Research roundup: June 2017
An overview of recent studies relating to cancer prevention and care.
Is the English Cancer Drugs Fund a waste of money?
An analysis of the English Cancer Drugs Fund (CDF), published in Annals of Oncology, investigated the societal value of the scheme. The study argues that, as yet, the fund has not provided meaningful value to cancer patients, primarily because it has so far failed to collect mandatory outcome data while exposing patients to potentially ineffective and toxic treatments. Hence, the data are insufficient to determine whether the drugs funded have improved survival and quality of life or reduced toxicity.

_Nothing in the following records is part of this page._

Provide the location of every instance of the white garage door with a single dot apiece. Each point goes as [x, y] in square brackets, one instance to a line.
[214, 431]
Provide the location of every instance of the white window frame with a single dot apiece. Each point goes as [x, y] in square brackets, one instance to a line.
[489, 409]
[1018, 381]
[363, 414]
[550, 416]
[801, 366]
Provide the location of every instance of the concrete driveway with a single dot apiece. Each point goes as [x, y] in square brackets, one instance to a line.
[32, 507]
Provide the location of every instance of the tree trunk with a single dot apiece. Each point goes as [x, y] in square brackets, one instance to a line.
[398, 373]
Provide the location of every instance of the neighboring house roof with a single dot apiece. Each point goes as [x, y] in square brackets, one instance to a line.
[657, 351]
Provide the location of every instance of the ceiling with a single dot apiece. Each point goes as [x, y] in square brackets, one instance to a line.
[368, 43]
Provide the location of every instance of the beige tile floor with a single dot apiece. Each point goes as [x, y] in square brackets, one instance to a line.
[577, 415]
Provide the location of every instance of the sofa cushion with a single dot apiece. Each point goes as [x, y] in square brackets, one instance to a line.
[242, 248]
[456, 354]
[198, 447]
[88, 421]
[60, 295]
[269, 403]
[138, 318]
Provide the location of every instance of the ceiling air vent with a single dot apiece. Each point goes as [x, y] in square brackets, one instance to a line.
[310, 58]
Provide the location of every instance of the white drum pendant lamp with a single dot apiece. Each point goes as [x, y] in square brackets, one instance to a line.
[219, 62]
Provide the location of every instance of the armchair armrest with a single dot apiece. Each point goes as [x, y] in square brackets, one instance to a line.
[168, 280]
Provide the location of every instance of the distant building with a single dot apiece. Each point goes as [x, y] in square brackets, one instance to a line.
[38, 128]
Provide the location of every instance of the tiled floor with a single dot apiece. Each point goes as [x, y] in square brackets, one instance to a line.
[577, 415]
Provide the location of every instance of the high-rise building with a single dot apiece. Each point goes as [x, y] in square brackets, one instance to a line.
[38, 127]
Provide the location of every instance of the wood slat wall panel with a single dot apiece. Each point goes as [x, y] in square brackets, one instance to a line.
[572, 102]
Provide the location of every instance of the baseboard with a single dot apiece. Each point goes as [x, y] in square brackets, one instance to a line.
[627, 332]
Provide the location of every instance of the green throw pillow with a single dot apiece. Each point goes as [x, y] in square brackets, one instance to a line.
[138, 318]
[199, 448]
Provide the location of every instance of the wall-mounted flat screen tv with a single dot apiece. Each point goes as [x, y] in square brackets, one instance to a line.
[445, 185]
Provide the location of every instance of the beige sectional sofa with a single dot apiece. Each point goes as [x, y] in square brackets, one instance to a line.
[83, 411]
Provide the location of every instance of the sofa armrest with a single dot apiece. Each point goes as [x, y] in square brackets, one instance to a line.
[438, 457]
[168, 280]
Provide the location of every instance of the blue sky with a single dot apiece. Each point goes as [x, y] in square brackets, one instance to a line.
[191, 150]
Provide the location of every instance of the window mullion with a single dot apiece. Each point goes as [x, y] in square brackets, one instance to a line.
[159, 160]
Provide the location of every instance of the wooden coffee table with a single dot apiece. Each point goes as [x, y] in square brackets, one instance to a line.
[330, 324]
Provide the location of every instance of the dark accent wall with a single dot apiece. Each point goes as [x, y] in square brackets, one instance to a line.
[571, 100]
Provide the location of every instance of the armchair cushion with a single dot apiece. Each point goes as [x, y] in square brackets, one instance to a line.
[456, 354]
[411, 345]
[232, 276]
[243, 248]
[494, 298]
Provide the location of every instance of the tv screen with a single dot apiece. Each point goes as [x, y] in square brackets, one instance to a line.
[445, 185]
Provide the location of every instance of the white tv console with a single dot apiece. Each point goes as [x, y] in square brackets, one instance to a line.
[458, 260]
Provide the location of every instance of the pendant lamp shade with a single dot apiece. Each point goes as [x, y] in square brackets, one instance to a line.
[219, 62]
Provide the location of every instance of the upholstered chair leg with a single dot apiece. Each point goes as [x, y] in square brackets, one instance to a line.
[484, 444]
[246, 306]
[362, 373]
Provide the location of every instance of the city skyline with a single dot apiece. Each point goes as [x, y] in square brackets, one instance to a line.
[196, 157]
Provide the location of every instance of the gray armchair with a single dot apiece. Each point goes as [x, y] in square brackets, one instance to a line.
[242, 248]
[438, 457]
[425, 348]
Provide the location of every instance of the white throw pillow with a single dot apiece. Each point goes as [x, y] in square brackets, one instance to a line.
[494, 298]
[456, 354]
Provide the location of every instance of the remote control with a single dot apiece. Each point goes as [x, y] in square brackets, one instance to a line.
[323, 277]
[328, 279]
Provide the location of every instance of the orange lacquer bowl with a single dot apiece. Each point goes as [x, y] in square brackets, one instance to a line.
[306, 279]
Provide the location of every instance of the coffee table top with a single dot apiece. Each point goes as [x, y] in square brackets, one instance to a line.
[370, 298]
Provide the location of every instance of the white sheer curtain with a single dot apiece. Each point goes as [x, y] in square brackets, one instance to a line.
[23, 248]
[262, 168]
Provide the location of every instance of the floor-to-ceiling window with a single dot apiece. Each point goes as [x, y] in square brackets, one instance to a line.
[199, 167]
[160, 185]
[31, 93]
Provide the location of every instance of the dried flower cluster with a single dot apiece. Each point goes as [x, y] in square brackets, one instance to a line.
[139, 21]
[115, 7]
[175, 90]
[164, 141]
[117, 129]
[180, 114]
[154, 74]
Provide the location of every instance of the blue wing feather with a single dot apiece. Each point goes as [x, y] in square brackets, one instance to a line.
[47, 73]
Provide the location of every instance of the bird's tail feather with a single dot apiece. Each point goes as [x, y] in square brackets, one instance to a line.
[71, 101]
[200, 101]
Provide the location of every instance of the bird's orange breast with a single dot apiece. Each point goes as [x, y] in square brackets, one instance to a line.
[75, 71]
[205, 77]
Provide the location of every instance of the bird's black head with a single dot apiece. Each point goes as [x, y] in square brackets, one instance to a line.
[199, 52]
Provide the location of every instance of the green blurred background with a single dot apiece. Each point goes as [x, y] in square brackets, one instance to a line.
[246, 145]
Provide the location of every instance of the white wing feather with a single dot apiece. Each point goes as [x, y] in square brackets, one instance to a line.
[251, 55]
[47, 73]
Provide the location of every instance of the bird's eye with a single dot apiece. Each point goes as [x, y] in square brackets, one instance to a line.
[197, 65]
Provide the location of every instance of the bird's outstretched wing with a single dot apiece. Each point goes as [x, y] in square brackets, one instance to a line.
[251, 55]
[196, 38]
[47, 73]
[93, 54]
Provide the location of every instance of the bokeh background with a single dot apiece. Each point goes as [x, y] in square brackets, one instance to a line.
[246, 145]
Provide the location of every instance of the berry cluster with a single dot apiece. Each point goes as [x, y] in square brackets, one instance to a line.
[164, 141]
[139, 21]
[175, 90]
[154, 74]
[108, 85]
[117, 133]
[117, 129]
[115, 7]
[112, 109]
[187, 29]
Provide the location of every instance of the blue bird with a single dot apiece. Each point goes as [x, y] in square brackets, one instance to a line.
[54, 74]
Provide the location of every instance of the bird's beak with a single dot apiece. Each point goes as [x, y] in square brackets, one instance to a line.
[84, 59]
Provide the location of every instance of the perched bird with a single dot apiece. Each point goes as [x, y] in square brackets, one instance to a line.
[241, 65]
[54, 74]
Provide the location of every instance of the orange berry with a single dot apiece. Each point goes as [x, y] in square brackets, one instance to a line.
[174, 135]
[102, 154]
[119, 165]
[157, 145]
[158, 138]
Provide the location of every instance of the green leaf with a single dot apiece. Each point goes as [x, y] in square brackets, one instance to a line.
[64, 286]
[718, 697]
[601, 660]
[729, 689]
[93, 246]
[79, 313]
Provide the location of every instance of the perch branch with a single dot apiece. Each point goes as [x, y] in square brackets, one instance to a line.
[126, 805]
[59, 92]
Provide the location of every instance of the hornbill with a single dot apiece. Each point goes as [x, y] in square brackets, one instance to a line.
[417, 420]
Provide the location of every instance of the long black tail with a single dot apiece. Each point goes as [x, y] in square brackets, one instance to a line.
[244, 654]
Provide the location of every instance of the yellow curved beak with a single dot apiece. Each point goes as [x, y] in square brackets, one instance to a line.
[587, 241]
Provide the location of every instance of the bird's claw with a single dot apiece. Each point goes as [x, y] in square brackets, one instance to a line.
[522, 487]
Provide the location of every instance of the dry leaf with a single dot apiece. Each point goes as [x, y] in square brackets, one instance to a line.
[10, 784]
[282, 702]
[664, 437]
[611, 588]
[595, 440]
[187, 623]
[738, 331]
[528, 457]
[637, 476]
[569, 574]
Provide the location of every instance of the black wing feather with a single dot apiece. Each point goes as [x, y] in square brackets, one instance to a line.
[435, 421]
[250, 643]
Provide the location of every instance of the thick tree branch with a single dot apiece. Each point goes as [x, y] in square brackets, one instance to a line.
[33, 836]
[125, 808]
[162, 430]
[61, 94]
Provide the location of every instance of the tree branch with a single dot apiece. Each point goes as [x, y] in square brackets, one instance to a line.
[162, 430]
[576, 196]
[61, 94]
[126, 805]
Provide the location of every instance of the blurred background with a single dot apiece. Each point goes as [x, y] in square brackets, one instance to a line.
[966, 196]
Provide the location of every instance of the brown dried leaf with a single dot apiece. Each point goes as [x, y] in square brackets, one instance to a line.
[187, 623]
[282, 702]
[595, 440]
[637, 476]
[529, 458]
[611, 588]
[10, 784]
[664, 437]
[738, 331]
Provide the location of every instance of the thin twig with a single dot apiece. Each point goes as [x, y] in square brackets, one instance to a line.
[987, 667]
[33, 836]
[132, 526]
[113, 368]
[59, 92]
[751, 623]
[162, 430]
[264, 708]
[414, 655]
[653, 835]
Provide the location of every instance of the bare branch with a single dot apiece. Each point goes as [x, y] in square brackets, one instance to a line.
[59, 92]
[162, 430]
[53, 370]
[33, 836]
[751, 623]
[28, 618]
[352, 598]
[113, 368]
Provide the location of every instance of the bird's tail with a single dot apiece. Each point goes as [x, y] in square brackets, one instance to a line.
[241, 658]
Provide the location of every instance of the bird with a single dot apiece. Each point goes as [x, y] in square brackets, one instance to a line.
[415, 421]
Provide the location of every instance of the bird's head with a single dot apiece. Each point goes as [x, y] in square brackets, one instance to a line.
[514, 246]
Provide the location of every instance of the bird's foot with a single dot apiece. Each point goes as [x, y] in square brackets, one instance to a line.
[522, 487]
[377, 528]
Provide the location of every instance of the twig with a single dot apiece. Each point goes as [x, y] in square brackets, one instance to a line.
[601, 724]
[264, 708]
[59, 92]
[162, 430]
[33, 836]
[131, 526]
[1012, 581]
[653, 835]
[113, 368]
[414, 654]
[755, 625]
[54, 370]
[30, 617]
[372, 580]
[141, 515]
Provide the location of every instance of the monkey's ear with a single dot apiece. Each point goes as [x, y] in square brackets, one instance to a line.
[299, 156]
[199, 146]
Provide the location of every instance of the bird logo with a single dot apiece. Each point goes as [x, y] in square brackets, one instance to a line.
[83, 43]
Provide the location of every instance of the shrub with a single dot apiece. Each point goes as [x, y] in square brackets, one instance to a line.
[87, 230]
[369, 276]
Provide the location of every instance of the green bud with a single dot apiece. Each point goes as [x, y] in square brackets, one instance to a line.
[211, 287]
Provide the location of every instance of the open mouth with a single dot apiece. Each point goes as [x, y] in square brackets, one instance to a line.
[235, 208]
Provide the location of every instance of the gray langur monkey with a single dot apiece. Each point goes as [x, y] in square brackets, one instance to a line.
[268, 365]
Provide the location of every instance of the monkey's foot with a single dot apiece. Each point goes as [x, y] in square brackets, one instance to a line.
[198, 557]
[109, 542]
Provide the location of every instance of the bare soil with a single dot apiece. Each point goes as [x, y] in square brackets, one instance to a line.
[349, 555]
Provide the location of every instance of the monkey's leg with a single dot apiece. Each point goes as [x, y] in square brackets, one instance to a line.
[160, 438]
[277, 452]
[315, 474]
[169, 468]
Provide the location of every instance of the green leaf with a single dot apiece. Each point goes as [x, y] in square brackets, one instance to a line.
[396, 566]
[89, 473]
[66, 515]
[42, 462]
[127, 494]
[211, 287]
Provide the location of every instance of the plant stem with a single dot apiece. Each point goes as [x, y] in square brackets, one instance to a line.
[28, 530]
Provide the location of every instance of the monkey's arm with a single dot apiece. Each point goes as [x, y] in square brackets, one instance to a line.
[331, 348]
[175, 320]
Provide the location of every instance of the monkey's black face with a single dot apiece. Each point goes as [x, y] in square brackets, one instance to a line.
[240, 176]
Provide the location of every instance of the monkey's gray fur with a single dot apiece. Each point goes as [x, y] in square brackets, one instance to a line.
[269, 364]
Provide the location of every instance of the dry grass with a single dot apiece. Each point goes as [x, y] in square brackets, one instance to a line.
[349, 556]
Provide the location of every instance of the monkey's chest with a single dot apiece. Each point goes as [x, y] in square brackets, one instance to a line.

The authors conclude that the drug appraisal process should include the thorough collection of outcome data and the use of a rigorous value framework, such as those developed by the American Society of Clinical Oncology and European Society for Medical Oncology. Additionally, cancer drugs have to be reviewed within a wider assessment of cost-effectiveness relative to other health technologies.
Patient perspective overlooked in intervention design
Although the principle of patient-centeredness is widely acknowledged, many mobile apps for cancer survivors are not rigorously tested by – and lack input from – patients, according to a meta-analysis published in the Journal of Cancer Survivorship. Mobile health apps have great potential for benefiting cancer survivors, but that potential won’t be met if patients aren’t involved in their development.
Read the full article: Achieving value in mobile health applications for cancer survivors
Online self-test for breast cancer risk shows positive outcomes
A trial in the Netherlands, published in the European Journal of Cancer, assessed whether an online self-test could identify women with a high familial breast cancer risk in population-based screening. Following a mammography visit, women with no history of breast cancer or previously diagnosed familial risk were invited to take an online test. Women were also assessed via questionnaires, both before and after taking the test, for anxiety, distress and breast cancer risk perception, with follow-up at two weeks.
Of the 562 women invited, 406 completed the online self-test and 304 also completed the questionnaires. A high or moderate familial breast cancer risk was identified in 4% and 1% of these women, respectively. After completion of the online self-test, anxiety and breast cancer risk perception were reduced, and 85% of the women said they would recommend the self-test. These findings suggest this simple online test may be an effective way to identify women with previously unknown high familial breast cancer risk, without inducing anxiety or distress.